Friday, May 25, 2012

The Difference Between Policy And Politics


Austerity has failed.  The evidence is overwhelming that Keynes is right and all the Austerians are wrong.

But the basic idea that "governments, like families, should tighten their belts during hard times" is deeply ingrained in the public mind.  Once something becomes a trope, it's hard to dislodge.  Obama has managed to make the Democrats the responsible party on national defense, but he was helped a ton by the raging incompetence of Team Bush, the Iraq Quagmire and shooting bin Laden in the face.

But the idea that governments should cut sail in the face of an economic storm is incredibly entrenched and incredibly damaging.

Look, if the GOP wins both branches of government next fall (God help us), they will become Keynesians.

But right now they can exploit the idea that Obama is fiscally profligate - which is entirely false - and the idea that they will balance the budget.  Again, we KNOW from the past thirty years that Democrats are more balanced in their fiscal policy than Republicans.

The challenge that Obama is facing is that he must win the political debate - "I'm not a big spender.  I believe in fiscal discipline." - while also winning the policy debate - "We must stimulate demand in a sluggish economy and that requires temporary planned deficit spending."

I remember a few years back, I was arguing with my dad about the Bush tax cuts and how they represented poor leadership.  He said he didn't care, because Bush was getting the Global War on Terra right. (I would argue that last point, too.)

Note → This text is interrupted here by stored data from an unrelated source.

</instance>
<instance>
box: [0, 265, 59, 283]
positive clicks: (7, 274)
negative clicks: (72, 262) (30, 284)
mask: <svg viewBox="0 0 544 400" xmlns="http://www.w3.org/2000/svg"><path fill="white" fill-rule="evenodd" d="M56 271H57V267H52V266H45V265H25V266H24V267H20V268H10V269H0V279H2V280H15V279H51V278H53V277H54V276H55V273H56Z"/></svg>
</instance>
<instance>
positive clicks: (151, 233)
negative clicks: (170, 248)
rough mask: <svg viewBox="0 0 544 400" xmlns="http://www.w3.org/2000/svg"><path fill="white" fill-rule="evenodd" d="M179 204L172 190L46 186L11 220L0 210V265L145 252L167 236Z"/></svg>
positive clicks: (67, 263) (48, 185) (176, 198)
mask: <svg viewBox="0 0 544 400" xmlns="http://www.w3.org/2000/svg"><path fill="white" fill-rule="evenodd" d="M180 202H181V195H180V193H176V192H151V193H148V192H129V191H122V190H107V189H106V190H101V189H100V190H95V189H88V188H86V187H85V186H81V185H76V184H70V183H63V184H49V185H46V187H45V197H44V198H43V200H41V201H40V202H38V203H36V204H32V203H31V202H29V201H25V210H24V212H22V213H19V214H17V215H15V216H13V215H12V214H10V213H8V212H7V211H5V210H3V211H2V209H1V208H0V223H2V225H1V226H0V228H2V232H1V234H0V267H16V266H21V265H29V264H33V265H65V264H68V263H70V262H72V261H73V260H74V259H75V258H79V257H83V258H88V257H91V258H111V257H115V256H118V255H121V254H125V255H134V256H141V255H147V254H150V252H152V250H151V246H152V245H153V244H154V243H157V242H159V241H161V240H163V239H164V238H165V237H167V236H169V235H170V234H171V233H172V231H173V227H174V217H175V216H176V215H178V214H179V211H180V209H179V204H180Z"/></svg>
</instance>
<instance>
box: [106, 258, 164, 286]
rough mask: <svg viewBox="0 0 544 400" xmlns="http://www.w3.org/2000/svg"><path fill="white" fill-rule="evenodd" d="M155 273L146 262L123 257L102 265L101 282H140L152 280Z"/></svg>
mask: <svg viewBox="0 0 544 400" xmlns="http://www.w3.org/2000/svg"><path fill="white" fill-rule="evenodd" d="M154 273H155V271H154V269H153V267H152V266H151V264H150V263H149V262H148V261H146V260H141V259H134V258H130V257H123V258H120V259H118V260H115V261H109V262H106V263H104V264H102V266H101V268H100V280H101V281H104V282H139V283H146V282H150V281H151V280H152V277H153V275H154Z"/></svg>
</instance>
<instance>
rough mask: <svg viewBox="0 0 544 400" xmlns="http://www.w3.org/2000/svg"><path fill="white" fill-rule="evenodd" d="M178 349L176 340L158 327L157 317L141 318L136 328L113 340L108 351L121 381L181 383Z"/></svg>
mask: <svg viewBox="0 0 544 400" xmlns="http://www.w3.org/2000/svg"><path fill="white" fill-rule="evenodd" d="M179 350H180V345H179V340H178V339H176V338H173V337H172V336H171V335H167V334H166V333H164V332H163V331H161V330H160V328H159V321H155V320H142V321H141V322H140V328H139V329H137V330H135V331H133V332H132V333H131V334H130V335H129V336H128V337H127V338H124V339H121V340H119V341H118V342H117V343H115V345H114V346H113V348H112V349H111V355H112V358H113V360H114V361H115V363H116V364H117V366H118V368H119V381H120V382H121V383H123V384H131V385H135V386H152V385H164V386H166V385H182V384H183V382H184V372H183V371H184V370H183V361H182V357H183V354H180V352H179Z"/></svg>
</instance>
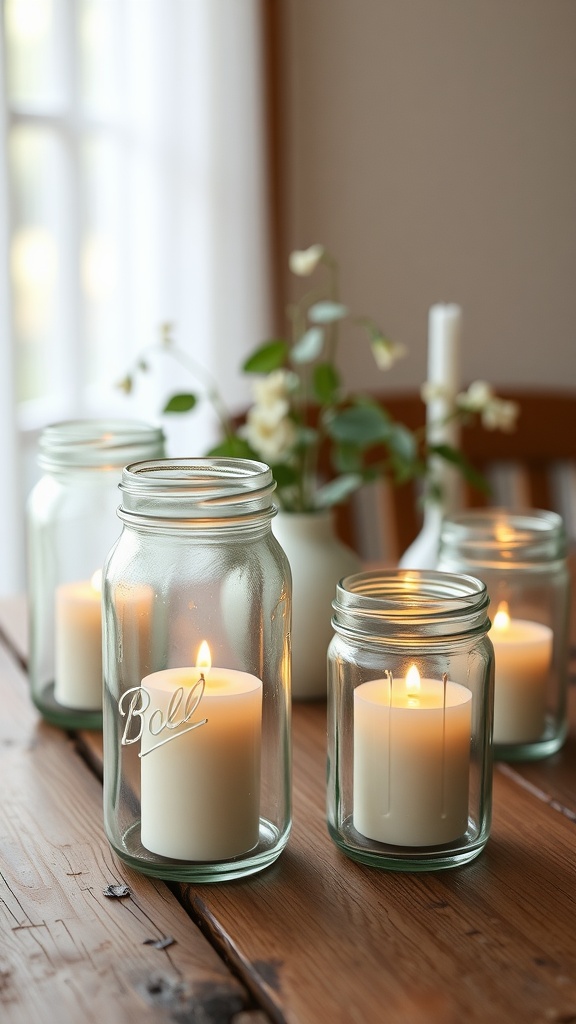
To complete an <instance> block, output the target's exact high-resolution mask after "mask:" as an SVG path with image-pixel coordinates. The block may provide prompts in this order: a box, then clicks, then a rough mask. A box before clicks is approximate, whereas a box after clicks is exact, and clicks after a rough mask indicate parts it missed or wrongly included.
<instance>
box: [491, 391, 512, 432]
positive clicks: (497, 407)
mask: <svg viewBox="0 0 576 1024" xmlns="http://www.w3.org/2000/svg"><path fill="white" fill-rule="evenodd" d="M519 412H520V408H519V406H518V403H517V402H516V401H508V400H506V399H505V398H496V397H494V398H492V399H491V401H489V402H488V404H487V406H486V408H485V409H484V410H483V412H482V424H483V426H484V427H486V429H487V430H503V431H505V432H509V431H511V430H513V429H515V427H516V421H517V418H518V414H519Z"/></svg>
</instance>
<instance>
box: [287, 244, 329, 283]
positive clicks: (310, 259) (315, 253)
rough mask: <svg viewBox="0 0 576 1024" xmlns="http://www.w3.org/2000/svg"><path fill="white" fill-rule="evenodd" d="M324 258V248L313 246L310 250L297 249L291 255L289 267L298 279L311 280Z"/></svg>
mask: <svg viewBox="0 0 576 1024" xmlns="http://www.w3.org/2000/svg"><path fill="white" fill-rule="evenodd" d="M323 256H324V246H320V245H316V246H311V247H310V249H295V250H294V252H293V253H290V257H289V259H288V265H289V267H290V269H291V271H292V273H295V274H296V275H297V276H298V278H310V275H311V273H314V271H315V270H316V268H317V266H318V264H319V263H320V260H321V259H322V257H323Z"/></svg>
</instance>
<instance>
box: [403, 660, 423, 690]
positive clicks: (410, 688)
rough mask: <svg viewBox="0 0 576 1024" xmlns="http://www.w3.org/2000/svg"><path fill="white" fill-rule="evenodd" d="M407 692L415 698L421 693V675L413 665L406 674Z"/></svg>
mask: <svg viewBox="0 0 576 1024" xmlns="http://www.w3.org/2000/svg"><path fill="white" fill-rule="evenodd" d="M406 692H407V693H408V694H409V695H410V696H415V695H417V694H418V693H419V692H420V673H419V672H418V670H417V668H416V666H415V665H411V666H410V668H409V669H408V672H407V673H406Z"/></svg>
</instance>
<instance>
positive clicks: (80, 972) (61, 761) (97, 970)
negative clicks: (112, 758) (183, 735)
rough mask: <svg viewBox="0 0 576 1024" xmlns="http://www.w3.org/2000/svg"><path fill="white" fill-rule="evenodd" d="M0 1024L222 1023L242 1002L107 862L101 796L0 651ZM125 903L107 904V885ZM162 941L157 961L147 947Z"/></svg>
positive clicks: (210, 948) (90, 778) (198, 942)
mask: <svg viewBox="0 0 576 1024" xmlns="http://www.w3.org/2000/svg"><path fill="white" fill-rule="evenodd" d="M0 706H1V707H2V717H1V719H0V777H1V779H2V790H1V800H0V934H1V941H0V1019H1V1020H2V1021H6V1022H7V1024H46V1022H47V1021H57V1022H58V1024H78V1021H80V1020H82V1021H86V1022H94V1024H96V1022H97V1024H101V1021H106V1020H110V1021H114V1024H124V1022H126V1024H128V1022H129V1024H136V1022H142V1021H151V1022H152V1021H154V1022H160V1021H169V1020H171V1021H174V1020H175V1019H178V1020H180V1021H182V1022H183V1021H191V1022H192V1021H195V1022H196V1021H203V1022H204V1021H206V1022H213V1024H216V1022H218V1024H220V1022H224V1021H225V1022H227V1024H228V1022H229V1021H230V1020H232V1018H233V1017H234V1016H235V1015H236V1014H237V1013H240V1012H242V1011H243V1010H248V1009H249V1006H250V1000H249V999H248V997H247V993H246V990H245V989H244V988H243V987H242V986H241V985H240V983H239V982H238V981H237V980H236V979H234V978H233V976H232V975H231V973H230V971H229V970H228V968H227V967H225V966H224V965H223V963H222V961H221V959H220V957H219V956H218V955H217V953H216V952H215V951H214V949H213V948H212V947H211V946H210V945H209V943H208V942H207V941H206V939H205V938H204V937H203V936H202V935H201V933H200V932H199V931H198V929H197V928H196V927H195V926H194V925H193V924H192V923H191V921H190V919H189V916H188V915H187V913H186V912H184V910H183V909H182V908H181V906H180V905H179V903H178V902H177V901H176V899H175V898H174V897H173V895H172V894H171V893H170V891H169V890H168V889H167V887H166V886H164V885H163V884H162V883H156V882H154V881H152V880H148V879H146V878H143V877H141V876H137V874H136V873H135V872H132V871H130V870H128V869H127V868H125V867H124V866H122V865H120V863H119V862H118V861H117V860H116V859H115V857H114V856H113V854H112V852H111V849H110V847H109V844H108V842H107V840H106V838H105V836H104V831H102V825H101V787H100V785H99V783H98V782H97V780H96V779H95V778H94V776H93V775H92V773H91V772H90V771H89V770H88V768H87V767H86V765H85V764H84V763H83V762H82V760H81V759H80V758H79V757H78V755H77V754H76V753H75V750H74V746H73V744H72V742H71V740H70V739H69V738H68V737H67V736H66V734H65V733H63V732H60V730H58V729H55V728H53V727H51V726H49V725H47V724H45V723H43V722H42V721H41V720H40V719H39V717H38V715H37V714H36V712H35V710H34V709H33V707H32V705H31V702H30V700H29V698H28V693H27V688H26V685H25V681H24V680H23V678H22V673H20V671H19V670H18V668H17V667H16V665H15V663H14V662H13V658H12V657H10V656H9V655H7V654H6V653H5V651H4V650H3V649H1V648H0ZM122 883H125V884H126V885H128V886H129V888H130V890H131V895H130V896H129V897H127V898H124V899H111V898H107V897H106V896H105V895H104V890H105V889H106V888H107V887H108V886H109V885H110V884H114V885H117V884H122ZM166 935H170V936H172V937H173V939H174V942H173V944H171V945H169V946H168V947H167V948H165V949H156V948H154V947H152V946H150V945H146V944H145V942H146V940H147V939H154V940H156V939H159V938H161V937H163V936H166Z"/></svg>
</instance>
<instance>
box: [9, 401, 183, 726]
mask: <svg viewBox="0 0 576 1024" xmlns="http://www.w3.org/2000/svg"><path fill="white" fill-rule="evenodd" d="M163 455H164V435H163V433H162V430H160V428H158V427H154V426H151V425H150V424H148V423H139V422H133V421H129V420H74V421H67V422H64V423H55V424H53V425H52V426H49V427H46V429H45V430H44V431H43V433H42V436H41V438H40V454H39V460H38V461H39V464H40V466H41V467H42V469H43V471H44V472H43V476H42V477H41V479H40V480H39V482H38V483H37V484H36V486H35V487H34V489H33V492H32V494H31V496H30V499H29V503H28V569H29V586H28V592H29V609H30V612H29V614H30V663H29V664H30V669H29V672H30V684H31V692H32V699H33V700H34V703H35V705H36V707H37V708H38V710H39V711H40V713H41V714H42V715H43V716H44V718H45V719H47V720H48V721H49V722H52V724H54V725H59V726H61V727H63V728H87V729H99V728H101V706H102V697H101V691H102V680H101V612H100V603H101V601H100V580H101V569H102V566H104V561H105V558H106V556H107V554H108V552H109V551H110V548H111V546H112V545H113V543H114V541H115V540H116V538H117V537H118V534H119V532H120V526H119V523H118V517H117V515H116V508H117V505H118V484H119V482H120V475H121V472H122V469H123V467H124V466H126V465H127V463H129V462H133V461H134V460H135V459H155V458H161V457H162V456H163Z"/></svg>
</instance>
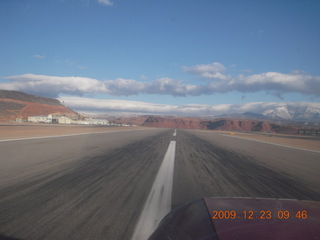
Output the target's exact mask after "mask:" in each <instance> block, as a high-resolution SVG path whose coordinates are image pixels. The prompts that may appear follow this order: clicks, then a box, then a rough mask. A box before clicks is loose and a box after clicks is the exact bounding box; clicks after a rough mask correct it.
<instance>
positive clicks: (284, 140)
mask: <svg viewBox="0 0 320 240" xmlns="http://www.w3.org/2000/svg"><path fill="white" fill-rule="evenodd" d="M208 132H209V131H208ZM214 132H215V133H219V134H222V135H229V136H233V137H238V138H244V139H251V140H257V141H263V142H270V143H275V144H281V145H286V146H290V147H297V148H303V149H309V150H315V151H320V137H314V136H299V135H289V134H266V133H243V132H231V131H230V132H229V131H214Z"/></svg>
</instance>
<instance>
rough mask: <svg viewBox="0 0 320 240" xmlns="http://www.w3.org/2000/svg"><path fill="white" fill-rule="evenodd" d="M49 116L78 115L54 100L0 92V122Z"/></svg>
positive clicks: (39, 97) (55, 99) (7, 91)
mask: <svg viewBox="0 0 320 240" xmlns="http://www.w3.org/2000/svg"><path fill="white" fill-rule="evenodd" d="M49 114H63V115H67V116H76V115H78V114H77V113H76V112H75V111H73V110H71V109H69V108H67V107H65V106H64V105H62V104H61V103H60V102H59V101H58V100H56V99H51V98H44V97H38V96H34V95H29V94H25V93H22V92H16V91H6V90H0V122H9V121H13V120H16V119H17V118H21V119H22V120H27V119H28V116H35V115H49Z"/></svg>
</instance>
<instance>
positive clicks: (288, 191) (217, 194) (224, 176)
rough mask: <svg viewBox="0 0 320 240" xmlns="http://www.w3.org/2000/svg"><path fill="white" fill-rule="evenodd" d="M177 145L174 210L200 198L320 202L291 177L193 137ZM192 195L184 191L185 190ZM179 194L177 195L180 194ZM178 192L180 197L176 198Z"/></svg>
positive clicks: (317, 196)
mask: <svg viewBox="0 0 320 240" xmlns="http://www.w3.org/2000/svg"><path fill="white" fill-rule="evenodd" d="M182 134H183V142H182V141H180V142H178V144H177V154H176V165H175V167H176V168H177V169H179V171H178V170H177V171H176V172H175V174H177V176H176V178H175V181H176V182H175V181H174V193H175V191H177V192H176V193H175V195H174V206H177V205H179V204H182V201H183V199H188V200H189V201H191V200H193V199H196V198H199V197H202V196H207V197H211V196H212V197H219V196H228V197H266V198H294V199H305V200H320V193H319V192H317V191H315V190H313V189H312V188H311V187H309V186H308V185H306V184H305V183H303V182H301V181H298V180H296V179H294V178H293V177H292V176H290V175H288V174H286V173H283V172H278V171H275V170H273V169H270V168H268V167H267V166H264V165H262V164H259V163H258V162H256V161H255V160H254V159H253V158H252V157H250V156H248V155H242V154H240V153H236V152H233V151H229V150H226V149H224V148H221V147H219V146H217V145H214V144H212V143H210V142H208V141H205V140H203V139H201V138H199V137H197V136H195V135H191V134H189V133H186V132H183V133H181V132H180V136H181V135H182ZM188 188H189V189H192V188H193V189H194V191H193V192H192V191H190V190H189V191H187V189H188ZM179 190H180V191H179ZM179 192H180V194H181V196H179Z"/></svg>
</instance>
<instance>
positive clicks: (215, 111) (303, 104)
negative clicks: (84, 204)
mask: <svg viewBox="0 0 320 240" xmlns="http://www.w3.org/2000/svg"><path fill="white" fill-rule="evenodd" d="M58 99H59V100H60V101H63V102H64V104H65V105H67V106H68V107H70V108H72V109H74V110H76V111H80V112H104V113H108V112H119V113H132V114H170V115H181V116H199V115H202V116H203V115H213V116H214V115H220V114H230V113H245V112H255V113H263V112H265V111H267V110H269V109H276V108H281V107H283V106H289V107H290V106H291V107H305V108H306V107H310V108H316V109H319V111H320V103H281V102H280V103H279V102H267V103H264V102H252V103H245V104H220V105H204V104H184V105H169V104H155V103H148V102H138V101H125V100H106V99H92V98H82V97H60V98H58Z"/></svg>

Needless to say, he's now VERY concerned with deficits.

If it wasn't for the Fifty Little Hoovers, the Fifty Little Greeces, we'd be out of the unemployment recession already.  If it wasn't for the policy debacle in the Eurozone, I bet we'd be out, too.

But austerity makes a sort of gut-level sense and it's what people believe, evidence be damned.

Needless to say, given Mitt Romney's demonstrated propensity to say literally almost anything and the flood of Super PAC money, I think we are in for a very depressing debate.